# Favorite book by John Gierach



## marble eye master (Apr 16, 2018)

Have not picked up any of his books, everyone says they are good. What is your favorite and why


----------



## Honyuk96 (Nov 21, 2014)

They are all excellent, his humor is awesome. I like Sex, Death and Fly Fishing. The View From Rat Lake is another favorite. It's all good


----------



## MIoutdoorsjunkie (Oct 11, 2006)

John is a great writer. My Favorite is "Death, taxes and leaky waders". Just for the humor alone. I think one of the first chapters or short stories is "Camp Coffee".. One of my favorites!


----------



## PunyTrout (Mar 23, 2007)

I haven't read any of Gierach's stuff. I was just thinking about him the other day though and am also curious as to what others would recommend.

A forum member recently sent me a copy of Wanderings of a Trout Bum by Jon de Bleaux. I've been sipping it for a few weeks now getting ready for the new trout season.


----------



## MIoutdoorsjunkie (Oct 11, 2006)

PunyTrout said:


> I haven't read any of Gierach's stuff. I was just thinking about him the other day though and am also curious as to what others would recommend.
> 
> A forum member recently sent me a copy of Wanderings of a Trout Bum by Jon de Bleaux. I've been sipping it for a few weeks now getting ready for the new trout season.
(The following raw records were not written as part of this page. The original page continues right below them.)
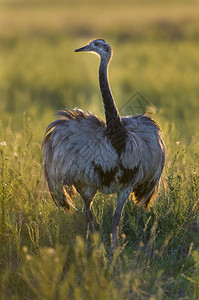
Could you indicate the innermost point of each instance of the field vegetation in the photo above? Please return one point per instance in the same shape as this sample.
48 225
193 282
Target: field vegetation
43 251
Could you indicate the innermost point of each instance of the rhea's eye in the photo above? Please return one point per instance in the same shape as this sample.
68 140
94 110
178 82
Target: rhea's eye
106 48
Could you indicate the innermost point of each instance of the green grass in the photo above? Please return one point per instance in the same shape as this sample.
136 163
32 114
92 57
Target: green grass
43 251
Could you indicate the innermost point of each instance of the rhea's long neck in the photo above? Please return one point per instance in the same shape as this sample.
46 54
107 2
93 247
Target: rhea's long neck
115 129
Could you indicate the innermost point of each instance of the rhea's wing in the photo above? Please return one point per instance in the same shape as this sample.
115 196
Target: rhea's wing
144 152
75 146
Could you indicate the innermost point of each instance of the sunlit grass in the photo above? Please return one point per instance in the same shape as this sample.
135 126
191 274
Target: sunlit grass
43 251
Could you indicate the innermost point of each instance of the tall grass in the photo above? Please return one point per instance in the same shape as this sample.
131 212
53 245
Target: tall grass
44 252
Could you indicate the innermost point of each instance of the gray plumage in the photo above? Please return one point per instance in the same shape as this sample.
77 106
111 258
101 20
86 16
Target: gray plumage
83 153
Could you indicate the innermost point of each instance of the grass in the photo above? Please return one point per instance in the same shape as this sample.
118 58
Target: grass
43 253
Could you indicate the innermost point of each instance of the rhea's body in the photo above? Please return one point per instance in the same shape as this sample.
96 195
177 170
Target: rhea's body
121 155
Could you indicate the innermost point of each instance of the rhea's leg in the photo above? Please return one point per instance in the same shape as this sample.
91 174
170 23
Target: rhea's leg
121 199
87 193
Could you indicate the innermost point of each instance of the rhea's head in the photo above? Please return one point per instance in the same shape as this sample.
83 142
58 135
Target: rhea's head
100 47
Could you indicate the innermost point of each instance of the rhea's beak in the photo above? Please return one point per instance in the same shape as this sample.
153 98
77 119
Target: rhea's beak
85 48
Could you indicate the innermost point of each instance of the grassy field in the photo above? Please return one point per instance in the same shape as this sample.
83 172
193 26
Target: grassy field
43 253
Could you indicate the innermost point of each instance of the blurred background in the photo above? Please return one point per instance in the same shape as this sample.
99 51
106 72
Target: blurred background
155 46
155 68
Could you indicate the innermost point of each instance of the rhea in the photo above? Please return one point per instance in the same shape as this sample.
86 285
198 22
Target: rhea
83 153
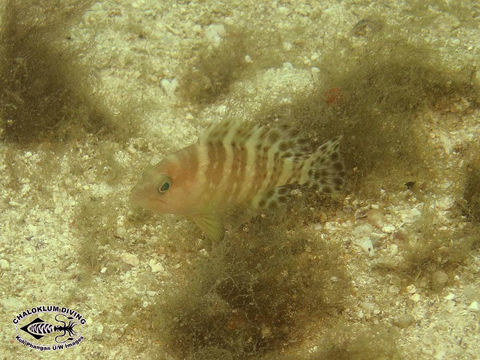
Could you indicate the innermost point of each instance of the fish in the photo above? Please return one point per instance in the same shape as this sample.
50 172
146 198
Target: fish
236 164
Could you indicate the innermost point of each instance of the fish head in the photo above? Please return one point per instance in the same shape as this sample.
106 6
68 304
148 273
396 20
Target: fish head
164 188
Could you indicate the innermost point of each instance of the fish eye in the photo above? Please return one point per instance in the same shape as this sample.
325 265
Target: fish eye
165 185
Anyone that has ever fly-fished for trout is missing out by not reading some of Gierach's stuff. Super witty guy with knack for story telling. Highly recommended.


----------



## MIoutdoorsjunkie (Oct 11, 2006)

"What are you up to?", Ed asked wryly, watching A.K. pour his coffee beneath a bush near the edge of the stream.

"He's gone to take a crap", A.K. nodded towards the trail leading downstream, "The only reason I ever drank this stuff is cause he's so damned earnest about the ritual. But today's is just too putrid to stomach."

Ed shuffles over to A.K. and begins to pour his out too.

"Not all of it!", A.K. said with alarm, "just most of it. You gotta leave some in your cup or he'll just pour you another."

Ed returned to his seat scowling down at the black slurry in his cup.

"I regret the day I taught him to make the stuff", A.K. muttered looking into the battered tin cup.

"For years I was the one who made the coffee", he sighed, "My pot was perfect and I didn't buy the cheap grounds. I'm not one of those mocha-latte-half-caff lightweights but I doubt that cheap stuff he buys is really coffee."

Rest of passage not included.